NAC-1-siRNA was transfected into RKO colon cancer cells to knock down NAC expression; tumor cells with or without knockdown of NAC-1 were treated with CD8⁺T cells to test their cytocidal effect. The level of the immune checkpoint programmed death receptor-1 ligand (PD-L1) in colon cancer cells with or without knockdown of NAC-1 was analyzed using Quantitative real-time polymerase chain reaction and Western blotting. A double luciferase reporter assay was used to examine the effects of NAC-1 on the transcription of PD-L1. Mice bearing MC-38-OVA colon cancer cells expressing NAC-shRNA or control-shRNA were treated with OT-I mouse CD8⁺T cells to determine the tumor response to immunotherapy. Immune cells in the tumor tissues were analyzed using flow cytometry. NAC-1, PD-L1 and CD8⁺T cells in colon cancer specimens from patients were examined using immunohistochemistry staining.

RESULTS

Knockdown of NAC-1 expression in colon cancer cells significantly enhanced the cytocidal effect of CD8⁺T cells in cell culture experiments. The sensitizing effect of NAC-1 knockdown on the antitumor action of cytotoxic CD8⁺T cells was recapitulated in a colon cancer xenograft animal model. Furthermore, knockdown of NAC-1 in colon cancer cells decreased the expression of PD-L1 at both the mRNA and protein levels, and this effect could be rescued by transfection of an RNAi-resistant NAC-1 expression plasmid. In a reporter gene assay, transient expression of NAC-1 in colon cancer cells increased the promoter activity of PD-L1, indicating that NAC-1 regulates PD-L1 expression at the transcriptional level. In addition, depletion of tumoral NAC-1 increased the number of CD8⁺T cells but decreased the number of suppressive myeloid-derived suppressor cells and regulatory T cells.

CONCLUSION

Tumor expression of NAC-1 is a negative determinant of immunotherapy.

Keywords: Nucleus accumbens-1; Colon cancer; Tumor immunity; Programmed death receptor-1/programmed death receptor-1 ligand; CD8+T cells

Core Tip: We determined whether and how nucleus accumbens-1 (NAC-1) affects antitumor immunity in colon cancer. Knockdown of NAC-1 expression in colon cancer cells significantly enhanced the cytocidal effect of CD8⁺T cells.
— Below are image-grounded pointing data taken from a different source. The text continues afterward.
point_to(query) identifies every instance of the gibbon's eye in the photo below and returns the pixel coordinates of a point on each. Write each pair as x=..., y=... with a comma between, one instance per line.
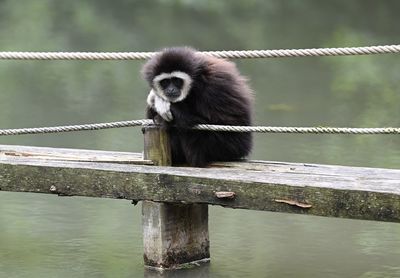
x=178, y=82
x=164, y=83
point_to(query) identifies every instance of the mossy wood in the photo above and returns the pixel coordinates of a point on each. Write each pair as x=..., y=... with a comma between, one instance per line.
x=334, y=191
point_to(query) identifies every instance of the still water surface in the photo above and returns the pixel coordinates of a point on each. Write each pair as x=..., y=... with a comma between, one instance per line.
x=47, y=236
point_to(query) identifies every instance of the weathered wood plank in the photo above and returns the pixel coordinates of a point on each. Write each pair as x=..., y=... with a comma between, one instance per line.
x=174, y=235
x=335, y=191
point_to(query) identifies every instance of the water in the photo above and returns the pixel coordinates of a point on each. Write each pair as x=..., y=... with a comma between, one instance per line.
x=47, y=236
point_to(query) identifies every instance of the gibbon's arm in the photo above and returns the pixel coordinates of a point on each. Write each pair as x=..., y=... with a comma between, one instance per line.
x=184, y=117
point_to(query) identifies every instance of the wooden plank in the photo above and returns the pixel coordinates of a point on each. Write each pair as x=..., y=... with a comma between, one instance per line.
x=325, y=190
x=174, y=235
x=7, y=151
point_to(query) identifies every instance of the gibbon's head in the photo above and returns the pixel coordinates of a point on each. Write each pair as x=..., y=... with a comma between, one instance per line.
x=171, y=73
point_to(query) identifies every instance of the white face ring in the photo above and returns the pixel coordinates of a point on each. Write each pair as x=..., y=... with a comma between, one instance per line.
x=187, y=83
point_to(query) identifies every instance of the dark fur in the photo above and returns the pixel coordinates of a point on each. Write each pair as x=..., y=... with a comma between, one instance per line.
x=219, y=95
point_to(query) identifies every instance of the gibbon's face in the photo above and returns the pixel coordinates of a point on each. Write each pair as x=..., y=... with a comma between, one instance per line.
x=173, y=86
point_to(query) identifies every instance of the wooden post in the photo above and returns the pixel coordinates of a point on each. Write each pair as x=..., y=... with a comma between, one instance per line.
x=174, y=235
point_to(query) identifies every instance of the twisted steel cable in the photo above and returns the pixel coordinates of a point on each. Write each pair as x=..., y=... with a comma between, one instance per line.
x=222, y=128
x=341, y=51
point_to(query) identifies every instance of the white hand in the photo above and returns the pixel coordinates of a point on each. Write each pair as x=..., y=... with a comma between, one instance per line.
x=163, y=108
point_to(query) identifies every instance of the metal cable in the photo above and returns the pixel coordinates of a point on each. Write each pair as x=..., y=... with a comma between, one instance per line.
x=260, y=129
x=341, y=51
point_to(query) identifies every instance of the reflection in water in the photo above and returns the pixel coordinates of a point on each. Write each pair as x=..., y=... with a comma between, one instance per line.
x=46, y=236
x=49, y=236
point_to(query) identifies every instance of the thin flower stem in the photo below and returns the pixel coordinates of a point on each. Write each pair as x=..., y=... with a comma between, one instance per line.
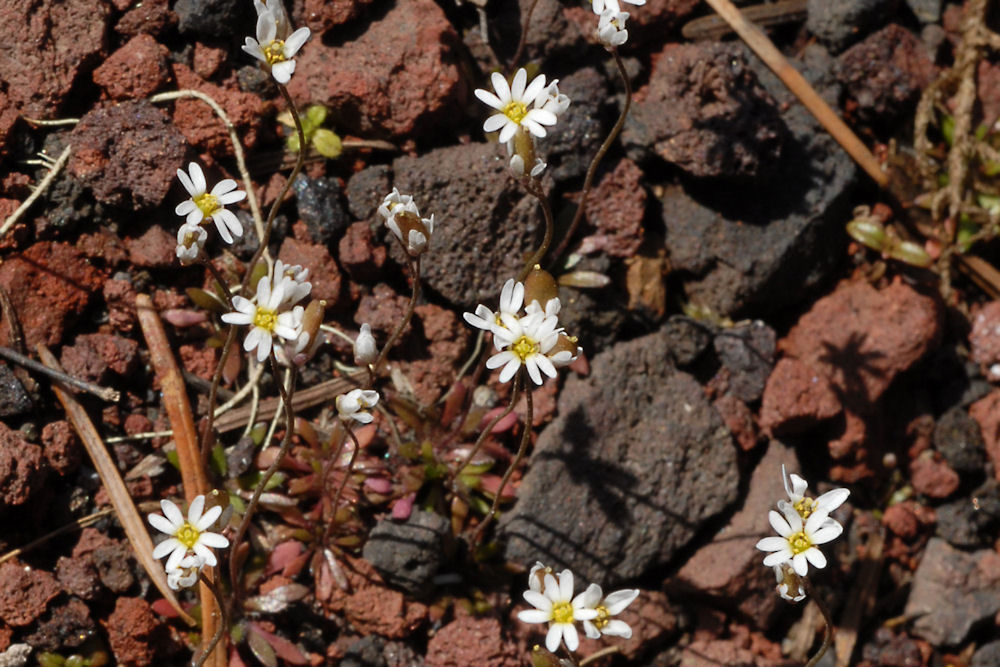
x=415, y=270
x=536, y=190
x=525, y=438
x=286, y=443
x=482, y=438
x=223, y=624
x=592, y=169
x=828, y=631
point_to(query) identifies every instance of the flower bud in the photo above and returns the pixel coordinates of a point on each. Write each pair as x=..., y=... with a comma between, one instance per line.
x=365, y=349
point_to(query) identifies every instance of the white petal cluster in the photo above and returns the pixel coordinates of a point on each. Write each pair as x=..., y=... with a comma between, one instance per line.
x=402, y=217
x=203, y=205
x=190, y=543
x=551, y=595
x=802, y=525
x=274, y=47
x=355, y=405
x=611, y=30
x=528, y=339
x=272, y=311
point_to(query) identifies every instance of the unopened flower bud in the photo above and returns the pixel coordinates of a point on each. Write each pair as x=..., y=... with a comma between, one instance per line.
x=365, y=349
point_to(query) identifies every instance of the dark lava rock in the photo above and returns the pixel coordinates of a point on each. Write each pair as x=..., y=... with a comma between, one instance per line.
x=210, y=18
x=14, y=400
x=484, y=223
x=705, y=111
x=747, y=352
x=837, y=24
x=319, y=205
x=971, y=522
x=958, y=438
x=407, y=555
x=571, y=145
x=634, y=465
x=127, y=154
x=886, y=73
x=952, y=592
x=366, y=189
x=757, y=249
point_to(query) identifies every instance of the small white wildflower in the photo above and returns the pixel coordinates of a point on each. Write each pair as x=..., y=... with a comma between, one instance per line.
x=276, y=54
x=797, y=542
x=353, y=405
x=190, y=240
x=365, y=348
x=790, y=585
x=515, y=106
x=203, y=204
x=187, y=536
x=555, y=605
x=265, y=317
x=611, y=30
x=601, y=5
x=606, y=607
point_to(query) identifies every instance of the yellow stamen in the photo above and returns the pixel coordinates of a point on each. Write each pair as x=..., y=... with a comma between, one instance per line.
x=188, y=535
x=515, y=110
x=562, y=612
x=265, y=319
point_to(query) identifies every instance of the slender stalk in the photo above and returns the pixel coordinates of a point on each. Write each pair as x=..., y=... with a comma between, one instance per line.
x=536, y=190
x=482, y=438
x=592, y=169
x=415, y=270
x=286, y=443
x=223, y=624
x=828, y=632
x=525, y=438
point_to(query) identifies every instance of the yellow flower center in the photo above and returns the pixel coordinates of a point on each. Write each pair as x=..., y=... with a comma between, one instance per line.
x=805, y=507
x=516, y=111
x=274, y=52
x=208, y=203
x=524, y=347
x=562, y=612
x=799, y=542
x=265, y=319
x=187, y=535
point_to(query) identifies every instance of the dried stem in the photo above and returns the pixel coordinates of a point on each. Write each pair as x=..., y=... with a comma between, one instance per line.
x=588, y=181
x=525, y=438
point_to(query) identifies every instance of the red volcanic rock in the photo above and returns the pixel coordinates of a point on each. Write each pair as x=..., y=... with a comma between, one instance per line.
x=398, y=77
x=49, y=42
x=127, y=154
x=202, y=127
x=50, y=285
x=24, y=593
x=136, y=70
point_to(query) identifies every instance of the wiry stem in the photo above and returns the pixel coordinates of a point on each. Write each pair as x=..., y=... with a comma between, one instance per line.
x=525, y=438
x=592, y=169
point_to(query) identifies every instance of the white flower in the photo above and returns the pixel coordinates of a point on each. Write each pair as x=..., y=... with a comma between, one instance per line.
x=365, y=348
x=555, y=605
x=796, y=487
x=515, y=106
x=276, y=54
x=611, y=30
x=353, y=405
x=187, y=536
x=265, y=317
x=606, y=607
x=601, y=5
x=797, y=541
x=190, y=240
x=789, y=583
x=204, y=204
x=185, y=574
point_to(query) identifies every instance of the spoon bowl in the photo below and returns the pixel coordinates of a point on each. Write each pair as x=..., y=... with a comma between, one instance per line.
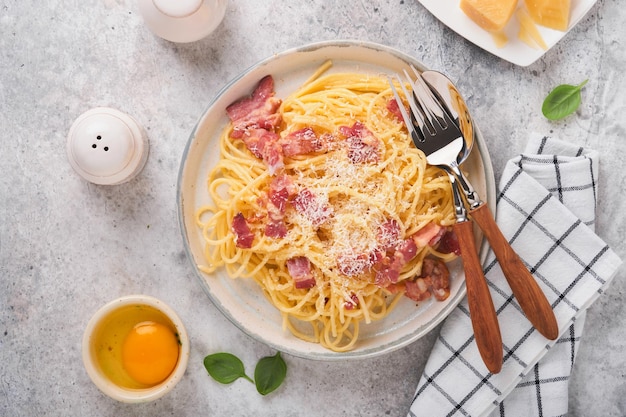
x=529, y=295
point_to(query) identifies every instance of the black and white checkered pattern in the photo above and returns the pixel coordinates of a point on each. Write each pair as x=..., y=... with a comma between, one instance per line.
x=546, y=208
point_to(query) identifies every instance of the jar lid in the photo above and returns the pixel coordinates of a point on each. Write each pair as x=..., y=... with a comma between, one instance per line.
x=106, y=146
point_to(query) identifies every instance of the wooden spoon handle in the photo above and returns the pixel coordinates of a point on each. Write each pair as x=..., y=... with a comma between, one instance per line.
x=526, y=290
x=482, y=311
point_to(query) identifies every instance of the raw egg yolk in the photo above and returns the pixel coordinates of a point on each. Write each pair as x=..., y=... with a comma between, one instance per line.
x=150, y=352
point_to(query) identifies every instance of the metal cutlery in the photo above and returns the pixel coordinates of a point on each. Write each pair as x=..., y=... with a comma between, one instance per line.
x=436, y=134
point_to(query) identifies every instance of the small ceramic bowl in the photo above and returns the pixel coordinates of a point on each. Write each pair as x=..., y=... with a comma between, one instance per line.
x=102, y=347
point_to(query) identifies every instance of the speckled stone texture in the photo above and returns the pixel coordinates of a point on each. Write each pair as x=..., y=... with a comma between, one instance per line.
x=67, y=246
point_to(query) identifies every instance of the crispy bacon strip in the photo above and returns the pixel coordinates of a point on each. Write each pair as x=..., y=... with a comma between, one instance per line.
x=363, y=146
x=300, y=270
x=301, y=142
x=259, y=110
x=310, y=206
x=243, y=236
x=255, y=119
x=434, y=279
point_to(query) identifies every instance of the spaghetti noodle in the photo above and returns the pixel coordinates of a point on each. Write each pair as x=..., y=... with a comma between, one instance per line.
x=338, y=227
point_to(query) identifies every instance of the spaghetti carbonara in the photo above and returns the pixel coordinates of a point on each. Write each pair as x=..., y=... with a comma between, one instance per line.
x=324, y=201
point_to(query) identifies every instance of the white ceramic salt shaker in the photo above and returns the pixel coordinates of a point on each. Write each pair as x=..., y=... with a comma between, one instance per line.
x=106, y=146
x=182, y=20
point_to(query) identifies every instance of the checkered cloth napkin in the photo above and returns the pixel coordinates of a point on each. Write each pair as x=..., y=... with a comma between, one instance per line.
x=546, y=208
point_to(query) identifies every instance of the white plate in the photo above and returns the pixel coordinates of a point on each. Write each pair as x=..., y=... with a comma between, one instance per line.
x=516, y=51
x=241, y=300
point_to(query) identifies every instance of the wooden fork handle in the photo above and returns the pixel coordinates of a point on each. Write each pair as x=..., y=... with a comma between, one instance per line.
x=482, y=312
x=525, y=289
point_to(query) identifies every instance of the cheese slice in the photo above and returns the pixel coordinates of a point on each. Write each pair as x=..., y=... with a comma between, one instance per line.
x=553, y=14
x=491, y=15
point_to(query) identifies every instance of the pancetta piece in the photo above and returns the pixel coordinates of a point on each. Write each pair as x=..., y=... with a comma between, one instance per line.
x=259, y=110
x=301, y=142
x=300, y=270
x=243, y=235
x=312, y=207
x=363, y=147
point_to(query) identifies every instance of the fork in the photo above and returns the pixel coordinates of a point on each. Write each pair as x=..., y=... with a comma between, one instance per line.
x=525, y=288
x=435, y=133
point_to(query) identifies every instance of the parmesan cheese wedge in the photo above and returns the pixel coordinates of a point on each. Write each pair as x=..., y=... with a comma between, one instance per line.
x=553, y=14
x=491, y=15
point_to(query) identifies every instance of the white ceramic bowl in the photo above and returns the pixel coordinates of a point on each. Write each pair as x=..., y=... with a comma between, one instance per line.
x=102, y=381
x=241, y=300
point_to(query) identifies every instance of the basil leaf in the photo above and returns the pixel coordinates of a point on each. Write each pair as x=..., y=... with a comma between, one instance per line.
x=225, y=368
x=562, y=101
x=269, y=373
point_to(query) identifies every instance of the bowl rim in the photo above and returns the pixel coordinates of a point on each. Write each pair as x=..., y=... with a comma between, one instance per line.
x=129, y=395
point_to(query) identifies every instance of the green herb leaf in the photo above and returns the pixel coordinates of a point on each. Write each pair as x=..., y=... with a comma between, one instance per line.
x=562, y=101
x=269, y=373
x=225, y=368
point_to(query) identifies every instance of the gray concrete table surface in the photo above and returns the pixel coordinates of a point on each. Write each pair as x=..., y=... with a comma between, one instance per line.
x=68, y=246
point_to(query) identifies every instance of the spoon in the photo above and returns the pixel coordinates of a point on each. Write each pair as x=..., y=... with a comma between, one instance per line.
x=433, y=131
x=525, y=289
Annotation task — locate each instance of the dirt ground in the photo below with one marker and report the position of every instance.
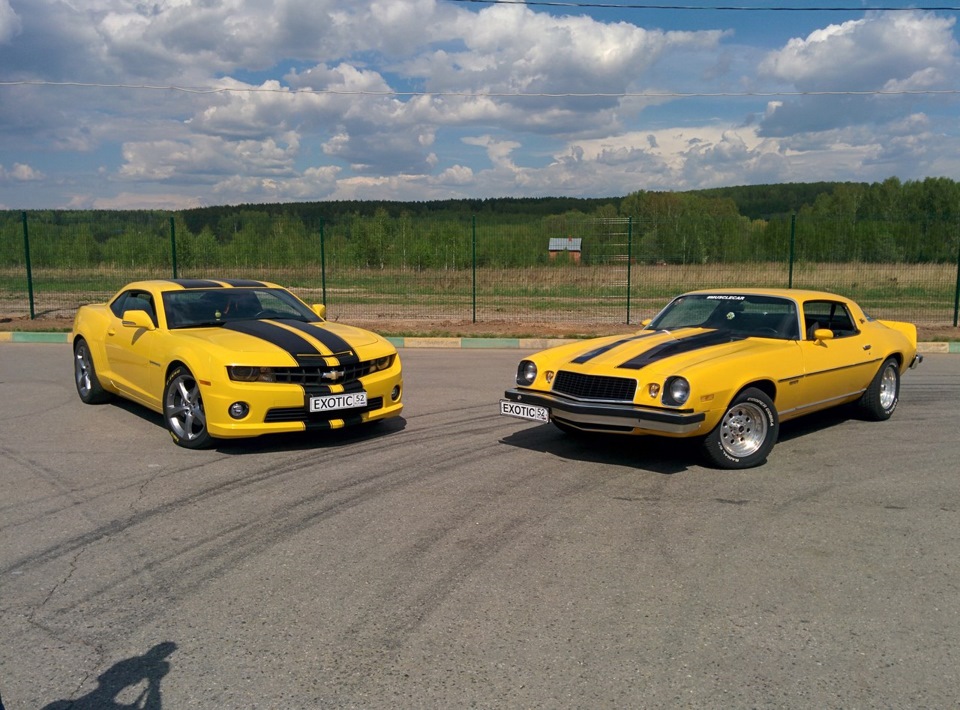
(463, 329)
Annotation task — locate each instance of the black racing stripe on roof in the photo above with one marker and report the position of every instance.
(242, 282)
(299, 347)
(587, 356)
(677, 347)
(338, 346)
(195, 283)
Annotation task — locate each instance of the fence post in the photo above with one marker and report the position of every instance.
(473, 259)
(26, 255)
(323, 264)
(956, 290)
(629, 261)
(793, 241)
(173, 247)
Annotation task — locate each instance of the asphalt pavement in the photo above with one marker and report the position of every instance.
(457, 558)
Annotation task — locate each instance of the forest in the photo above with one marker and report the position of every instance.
(887, 222)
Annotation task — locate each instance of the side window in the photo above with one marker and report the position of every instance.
(828, 314)
(134, 301)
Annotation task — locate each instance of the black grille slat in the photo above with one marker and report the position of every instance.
(612, 389)
(312, 375)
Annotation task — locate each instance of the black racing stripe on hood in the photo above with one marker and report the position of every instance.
(299, 347)
(195, 283)
(242, 282)
(338, 346)
(677, 347)
(588, 356)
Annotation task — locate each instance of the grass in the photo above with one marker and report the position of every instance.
(589, 294)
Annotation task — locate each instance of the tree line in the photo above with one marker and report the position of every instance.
(890, 221)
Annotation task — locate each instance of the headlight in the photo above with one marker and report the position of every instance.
(526, 372)
(676, 391)
(244, 373)
(381, 363)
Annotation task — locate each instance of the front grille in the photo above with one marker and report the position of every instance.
(300, 414)
(614, 389)
(314, 374)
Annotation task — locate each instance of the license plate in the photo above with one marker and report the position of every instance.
(331, 402)
(524, 411)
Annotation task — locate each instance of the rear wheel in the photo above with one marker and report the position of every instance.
(746, 433)
(183, 410)
(85, 375)
(883, 394)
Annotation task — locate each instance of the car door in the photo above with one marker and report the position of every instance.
(839, 367)
(130, 350)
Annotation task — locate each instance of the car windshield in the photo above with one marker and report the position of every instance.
(197, 308)
(746, 314)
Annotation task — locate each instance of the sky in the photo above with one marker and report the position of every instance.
(173, 104)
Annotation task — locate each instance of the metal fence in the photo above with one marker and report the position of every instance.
(482, 270)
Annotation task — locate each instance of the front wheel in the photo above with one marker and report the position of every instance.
(85, 375)
(746, 433)
(183, 410)
(883, 394)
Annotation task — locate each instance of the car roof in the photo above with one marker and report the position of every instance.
(796, 294)
(189, 284)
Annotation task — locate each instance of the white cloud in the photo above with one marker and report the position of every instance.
(20, 173)
(417, 100)
(10, 25)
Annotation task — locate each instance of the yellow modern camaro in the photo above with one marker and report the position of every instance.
(232, 358)
(726, 366)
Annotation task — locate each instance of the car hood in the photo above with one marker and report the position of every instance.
(294, 338)
(674, 350)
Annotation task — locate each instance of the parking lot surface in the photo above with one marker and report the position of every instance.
(458, 558)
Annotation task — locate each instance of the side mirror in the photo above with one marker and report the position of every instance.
(138, 319)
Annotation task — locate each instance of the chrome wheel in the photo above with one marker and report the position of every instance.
(83, 369)
(880, 399)
(889, 386)
(85, 375)
(183, 410)
(743, 429)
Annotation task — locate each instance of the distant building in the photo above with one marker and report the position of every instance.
(571, 245)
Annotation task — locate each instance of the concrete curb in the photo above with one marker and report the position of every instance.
(531, 344)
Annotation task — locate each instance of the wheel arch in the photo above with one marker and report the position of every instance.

Knockdown of NAC-1 in colon cancer cells decreased the expression of programmed death receptor-1 ligand. Depletion of tumoral NAC-1 increased the amount of CD8⁺T cells but decreased the amount of suppressive myeloid-derived suppressor cells and regulatory T cells. It comes to a conclusion that tumoral expression of NAC-1 is a negative determinant of immunotherapy.